TigerBlog has written several times that the British announcers he hears on soccer broadcasts are what American baseball announcers were like in the 1940s and 1950s and so, before the announcers became multi-media stars of their own and, to get there, had to be completely self-promotional.

TB had a thought of trying to get Darke to do some Princeton broadcast this year, though he's pretty sure that won't happen.

One thing TB would like to do is a podcast with Darke at some point this year, talking about his background in broadcasting, his approach, his preparation and all.

After that, TB would love to talk to him about his perspective on American sports and American television and then ultimately about Princeton athletics and the Ivy League.

TB has no idea what a big-time announcer from England knows about Princeton, but it would be fascinating to find out.

A podcast with Ian Darke.

Coming in 2011-12.

TB hopes, at least.

1 comment:

Anonymous said...

I presume that TB has heard the story Bill Tierney tells about his experience coaching soccer:

As a condition to being hired as an assistant lacrosse coach at Johns Hopkins, Tierney was required to take the position of head coach for soccer, a sport with which he was unfamiliar.
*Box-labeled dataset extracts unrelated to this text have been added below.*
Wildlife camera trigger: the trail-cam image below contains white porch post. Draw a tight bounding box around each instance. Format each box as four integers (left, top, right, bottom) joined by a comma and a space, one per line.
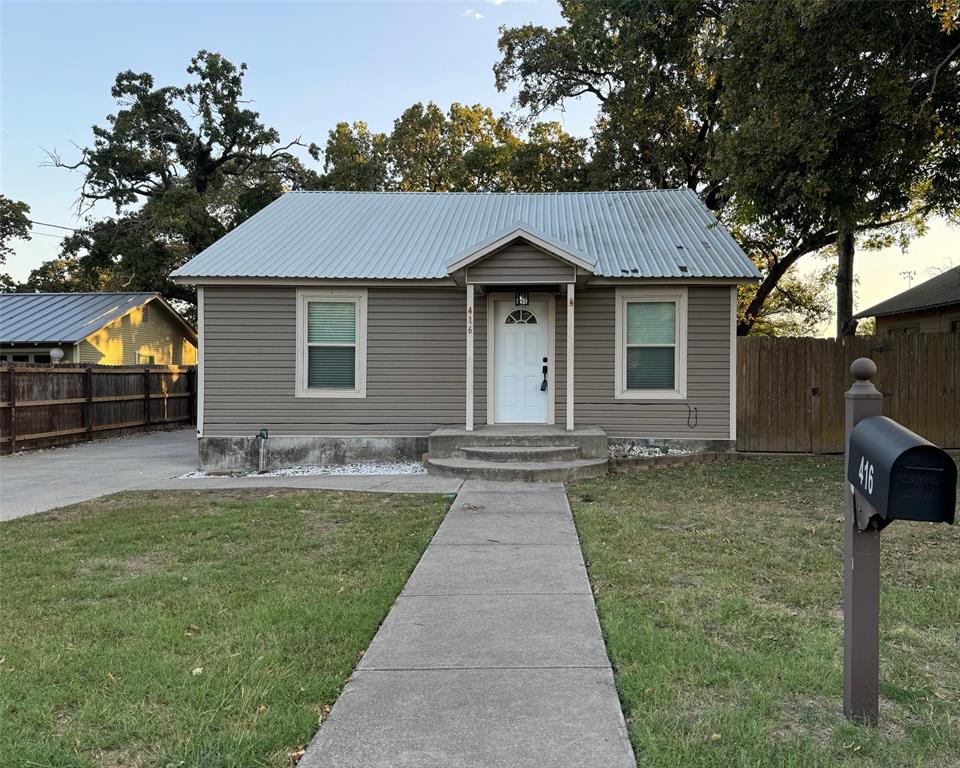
567, 283, 574, 430
467, 283, 473, 432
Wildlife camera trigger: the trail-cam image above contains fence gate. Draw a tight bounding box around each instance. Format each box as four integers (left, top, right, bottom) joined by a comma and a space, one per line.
737, 333, 960, 453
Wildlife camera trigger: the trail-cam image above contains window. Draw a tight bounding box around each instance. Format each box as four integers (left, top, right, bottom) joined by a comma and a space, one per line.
296, 290, 367, 397
506, 309, 537, 325
615, 289, 687, 400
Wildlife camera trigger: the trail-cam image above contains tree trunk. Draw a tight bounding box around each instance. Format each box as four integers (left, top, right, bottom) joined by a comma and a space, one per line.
837, 221, 857, 337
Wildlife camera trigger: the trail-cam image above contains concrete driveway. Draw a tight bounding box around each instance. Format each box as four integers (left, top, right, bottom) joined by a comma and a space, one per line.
0, 429, 198, 520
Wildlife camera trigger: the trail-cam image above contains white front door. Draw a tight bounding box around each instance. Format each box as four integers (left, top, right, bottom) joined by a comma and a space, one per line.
494, 299, 553, 424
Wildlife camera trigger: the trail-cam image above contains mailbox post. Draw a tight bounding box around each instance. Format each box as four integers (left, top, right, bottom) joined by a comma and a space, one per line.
843, 357, 883, 724
843, 357, 957, 725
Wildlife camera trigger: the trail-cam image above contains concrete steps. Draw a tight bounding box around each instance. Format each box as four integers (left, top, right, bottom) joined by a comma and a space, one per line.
426, 425, 607, 482
427, 457, 607, 483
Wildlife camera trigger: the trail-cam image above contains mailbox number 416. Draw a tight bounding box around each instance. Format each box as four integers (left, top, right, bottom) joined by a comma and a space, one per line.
857, 457, 873, 493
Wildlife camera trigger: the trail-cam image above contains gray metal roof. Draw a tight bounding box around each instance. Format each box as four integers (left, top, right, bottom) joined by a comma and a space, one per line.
0, 293, 157, 344
173, 189, 759, 282
854, 267, 960, 317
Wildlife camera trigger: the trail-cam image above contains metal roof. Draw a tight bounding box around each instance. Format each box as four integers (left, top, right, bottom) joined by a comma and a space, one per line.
0, 293, 165, 344
854, 267, 960, 317
173, 189, 760, 282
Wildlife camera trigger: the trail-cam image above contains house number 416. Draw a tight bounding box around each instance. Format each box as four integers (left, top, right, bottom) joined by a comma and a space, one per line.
857, 457, 873, 493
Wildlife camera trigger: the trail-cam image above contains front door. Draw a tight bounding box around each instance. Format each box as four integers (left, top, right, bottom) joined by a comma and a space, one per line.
494, 299, 553, 424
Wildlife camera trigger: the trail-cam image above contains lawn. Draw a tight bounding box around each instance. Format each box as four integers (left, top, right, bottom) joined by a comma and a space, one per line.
0, 490, 450, 768
568, 458, 960, 768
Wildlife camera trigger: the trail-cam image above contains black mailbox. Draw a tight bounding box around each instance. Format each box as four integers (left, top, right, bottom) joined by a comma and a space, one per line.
847, 416, 957, 530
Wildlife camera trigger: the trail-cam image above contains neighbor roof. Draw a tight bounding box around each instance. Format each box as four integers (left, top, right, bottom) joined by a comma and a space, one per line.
854, 267, 960, 317
0, 293, 192, 344
173, 189, 759, 282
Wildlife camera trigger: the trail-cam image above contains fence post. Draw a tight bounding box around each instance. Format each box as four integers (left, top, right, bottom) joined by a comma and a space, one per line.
843, 357, 883, 724
9, 363, 17, 453
143, 367, 150, 432
83, 365, 93, 440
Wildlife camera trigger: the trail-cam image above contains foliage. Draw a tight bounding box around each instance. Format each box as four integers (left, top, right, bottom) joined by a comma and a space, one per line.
319, 102, 586, 192
494, 0, 960, 333
26, 51, 317, 300
0, 195, 30, 291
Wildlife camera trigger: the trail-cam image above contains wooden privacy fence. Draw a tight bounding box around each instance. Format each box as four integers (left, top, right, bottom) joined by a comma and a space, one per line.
737, 333, 960, 453
0, 365, 197, 453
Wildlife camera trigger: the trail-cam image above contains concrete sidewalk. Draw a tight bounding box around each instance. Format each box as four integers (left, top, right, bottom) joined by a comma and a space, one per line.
299, 481, 635, 768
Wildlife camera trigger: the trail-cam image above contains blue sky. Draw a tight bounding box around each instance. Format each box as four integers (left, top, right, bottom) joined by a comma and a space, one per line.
0, 0, 960, 318
0, 0, 594, 279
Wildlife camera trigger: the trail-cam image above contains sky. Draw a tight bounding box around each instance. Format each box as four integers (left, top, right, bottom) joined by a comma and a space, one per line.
0, 0, 960, 332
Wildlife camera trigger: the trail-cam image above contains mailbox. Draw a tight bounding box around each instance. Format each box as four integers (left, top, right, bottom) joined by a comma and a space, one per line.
847, 416, 957, 530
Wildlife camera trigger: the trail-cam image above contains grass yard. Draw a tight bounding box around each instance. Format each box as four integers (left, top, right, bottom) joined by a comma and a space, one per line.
0, 490, 450, 768
568, 458, 960, 768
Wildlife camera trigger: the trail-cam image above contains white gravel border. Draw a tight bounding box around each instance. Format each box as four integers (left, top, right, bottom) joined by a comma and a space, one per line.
177, 461, 427, 480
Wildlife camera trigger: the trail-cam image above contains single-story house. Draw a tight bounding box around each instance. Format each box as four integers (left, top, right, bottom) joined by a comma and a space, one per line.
854, 267, 960, 334
0, 293, 197, 365
172, 189, 759, 476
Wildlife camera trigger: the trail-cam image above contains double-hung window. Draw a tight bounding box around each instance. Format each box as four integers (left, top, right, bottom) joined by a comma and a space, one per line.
615, 288, 687, 400
297, 289, 367, 397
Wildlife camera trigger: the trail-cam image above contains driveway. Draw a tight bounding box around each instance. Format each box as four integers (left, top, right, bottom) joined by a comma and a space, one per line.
0, 429, 198, 520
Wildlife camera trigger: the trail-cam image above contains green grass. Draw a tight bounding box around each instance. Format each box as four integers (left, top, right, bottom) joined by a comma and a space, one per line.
568, 458, 960, 768
0, 490, 449, 768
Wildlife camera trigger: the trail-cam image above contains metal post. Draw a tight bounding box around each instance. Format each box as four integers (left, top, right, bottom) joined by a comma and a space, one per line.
843, 357, 883, 725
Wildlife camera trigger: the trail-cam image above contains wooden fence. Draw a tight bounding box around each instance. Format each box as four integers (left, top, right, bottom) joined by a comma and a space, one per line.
0, 364, 197, 453
737, 333, 960, 453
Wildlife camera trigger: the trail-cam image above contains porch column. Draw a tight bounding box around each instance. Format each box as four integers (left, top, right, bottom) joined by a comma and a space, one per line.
567, 283, 574, 430
467, 283, 473, 432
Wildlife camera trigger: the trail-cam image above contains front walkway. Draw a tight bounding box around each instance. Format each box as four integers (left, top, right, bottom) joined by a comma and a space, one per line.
299, 481, 635, 768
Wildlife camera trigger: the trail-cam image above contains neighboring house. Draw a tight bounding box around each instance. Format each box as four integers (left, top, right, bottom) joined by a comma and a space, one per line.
173, 190, 759, 470
854, 267, 960, 334
0, 293, 197, 365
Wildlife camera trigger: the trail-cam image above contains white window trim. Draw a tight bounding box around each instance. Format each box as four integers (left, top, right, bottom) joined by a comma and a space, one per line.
614, 287, 687, 400
296, 288, 367, 400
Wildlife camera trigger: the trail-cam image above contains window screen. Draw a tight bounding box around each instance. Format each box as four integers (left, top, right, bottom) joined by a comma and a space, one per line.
625, 301, 677, 389
307, 301, 357, 389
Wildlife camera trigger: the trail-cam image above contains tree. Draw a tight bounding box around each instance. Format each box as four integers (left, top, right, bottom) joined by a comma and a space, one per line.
319, 102, 586, 192
719, 0, 960, 336
494, 0, 957, 334
38, 51, 318, 301
0, 195, 30, 291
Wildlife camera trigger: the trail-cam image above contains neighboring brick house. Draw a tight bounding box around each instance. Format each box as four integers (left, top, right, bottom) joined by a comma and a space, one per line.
854, 267, 960, 334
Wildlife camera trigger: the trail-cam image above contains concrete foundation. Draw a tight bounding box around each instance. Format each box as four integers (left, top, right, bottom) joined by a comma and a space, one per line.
200, 436, 427, 474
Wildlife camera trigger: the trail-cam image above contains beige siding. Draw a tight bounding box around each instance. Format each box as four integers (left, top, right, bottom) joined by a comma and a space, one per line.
877, 304, 960, 334
204, 286, 730, 440
204, 286, 466, 436
572, 287, 730, 440
77, 301, 197, 365
467, 243, 576, 285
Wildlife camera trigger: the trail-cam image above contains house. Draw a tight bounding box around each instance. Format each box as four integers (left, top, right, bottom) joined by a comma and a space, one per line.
173, 190, 759, 478
0, 293, 197, 365
854, 267, 960, 334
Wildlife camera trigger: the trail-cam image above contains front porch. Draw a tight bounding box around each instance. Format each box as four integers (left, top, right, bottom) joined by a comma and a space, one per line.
426, 424, 608, 482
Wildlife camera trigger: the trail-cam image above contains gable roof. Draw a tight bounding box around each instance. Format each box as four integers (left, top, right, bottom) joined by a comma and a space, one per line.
0, 293, 196, 344
854, 267, 960, 317
173, 189, 759, 282
445, 225, 597, 272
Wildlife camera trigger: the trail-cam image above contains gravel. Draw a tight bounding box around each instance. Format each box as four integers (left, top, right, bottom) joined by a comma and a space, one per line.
177, 461, 427, 480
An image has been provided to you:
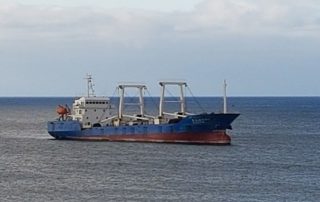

Late in one of his first games, Hopkins was clinging to a one-goal lead. His assistant coach asked whether Tierney wanted to make a substitution, which he declined to do. A minute later, the assistant asked again and Tierney again said no. Finally, with the clock winding down, the assistant asked a third time and Tierney exclaimed with exasperation, "Why do you keep asking me if I want to substitute?! I don't want to substitute!"

Of course, the explanation is that, in soccer, the game clock keeps running while play is stopped for a substitution. Coaches with a late game lead routinely make superfluous substitutions to kill time.

By the way, Tierney took the soccer team to the NCAA Division III tournament, not bad for a sport whose rules he didn't even know.